How to Spot (and Kill) Zombie Deals
Six months in the pipeline. Great conversations. Always 'almost there.' Never close. These zombie deals don't just waste time, they destroy forecast accuracy and distract you from real opportunities that can actually convert.
The Warning Signs
Zombie deals have a pattern. The champion is engaged but can't get budget approved. Timelines keep slipping "Let's revisit next quarter." You're talking to people who love the product but can't sign the contract.
The biggest red flag? You're doing all the work. You're following up. You're sending resources. You're proposing the next steps. They're responsive, but never proactive.
In healthy deals, there's mutual investment. The prospect is doing work on their end, building the business case, involving stakeholders, pushing internally. In zombie deals, you're in a one-sided relationship.
If you've been in "late stage" for more than two months without a signed contract or a clear blocker you're actively working through, you're in zombie territory.
Why They Happen
Most zombie deals start from qualification failure. You didn't validate budget. You didn't confirm timeline. You didn't identify the true decision-maker. You sold to someone who liked your product but couldn't buy it.
Sometimes it's your fault for accepting soft commitments instead of hard next steps. Sometimes the prospect misrepresented their authority or urgency. Either way, the deal was broken from the start, you just didn't see it.

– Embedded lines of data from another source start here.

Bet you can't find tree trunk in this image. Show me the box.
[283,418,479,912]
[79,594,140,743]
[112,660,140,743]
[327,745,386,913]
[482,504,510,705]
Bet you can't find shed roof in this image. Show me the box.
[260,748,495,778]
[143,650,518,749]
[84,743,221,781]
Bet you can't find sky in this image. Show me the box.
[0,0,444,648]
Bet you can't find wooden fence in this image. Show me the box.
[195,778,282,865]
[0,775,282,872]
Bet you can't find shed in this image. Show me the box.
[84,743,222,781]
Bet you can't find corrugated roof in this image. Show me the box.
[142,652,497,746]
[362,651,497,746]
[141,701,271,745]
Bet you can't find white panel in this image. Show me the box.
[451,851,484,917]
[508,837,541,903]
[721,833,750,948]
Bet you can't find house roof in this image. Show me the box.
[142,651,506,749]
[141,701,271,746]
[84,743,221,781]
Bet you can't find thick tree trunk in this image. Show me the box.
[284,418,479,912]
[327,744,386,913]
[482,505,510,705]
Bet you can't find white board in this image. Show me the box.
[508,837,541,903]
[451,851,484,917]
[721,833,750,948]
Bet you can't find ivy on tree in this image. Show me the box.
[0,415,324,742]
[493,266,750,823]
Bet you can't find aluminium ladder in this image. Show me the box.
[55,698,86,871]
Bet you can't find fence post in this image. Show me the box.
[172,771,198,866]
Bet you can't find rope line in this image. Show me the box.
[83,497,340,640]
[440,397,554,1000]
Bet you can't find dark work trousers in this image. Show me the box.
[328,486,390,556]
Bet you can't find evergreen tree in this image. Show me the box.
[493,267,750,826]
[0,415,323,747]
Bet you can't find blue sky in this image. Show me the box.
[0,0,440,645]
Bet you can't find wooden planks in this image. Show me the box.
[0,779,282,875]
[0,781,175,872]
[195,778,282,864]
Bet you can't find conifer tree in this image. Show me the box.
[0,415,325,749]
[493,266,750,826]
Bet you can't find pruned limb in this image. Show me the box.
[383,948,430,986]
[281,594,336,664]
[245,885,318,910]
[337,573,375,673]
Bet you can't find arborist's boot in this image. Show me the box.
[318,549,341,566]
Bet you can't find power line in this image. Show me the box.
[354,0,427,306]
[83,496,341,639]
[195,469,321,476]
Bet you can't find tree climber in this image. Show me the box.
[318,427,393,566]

The other common cause? You're solving a nice-to-have, not a must-have. When budget gets tight or priorities shift, nice-to-haves get deprioritized. If your solution isn't critical, you'll always be "next quarter."
The Brutal Solution
Kill the deal. Not "push to next quarter", actually close it out. Send an email that says "It seems like the timing isn't right. I'm going to close this opportunity, but please reach out when circumstances change."
Two things happen: either they let it go (in which case it was never real), or they panic and suddenly the blockers get resolved. You'll be shocked how often a breakup email creates urgency that months of nurturing couldn't.
If they let it go? You just freed up mental energy and pipeline space for real deals. Your forecast gets cleaner. Your time goes to opportunities that can actually close.
The goal isn't to be mean, it's to be honest about what's real and what's not. Zombie deals feel like progress. They're actually quicksand.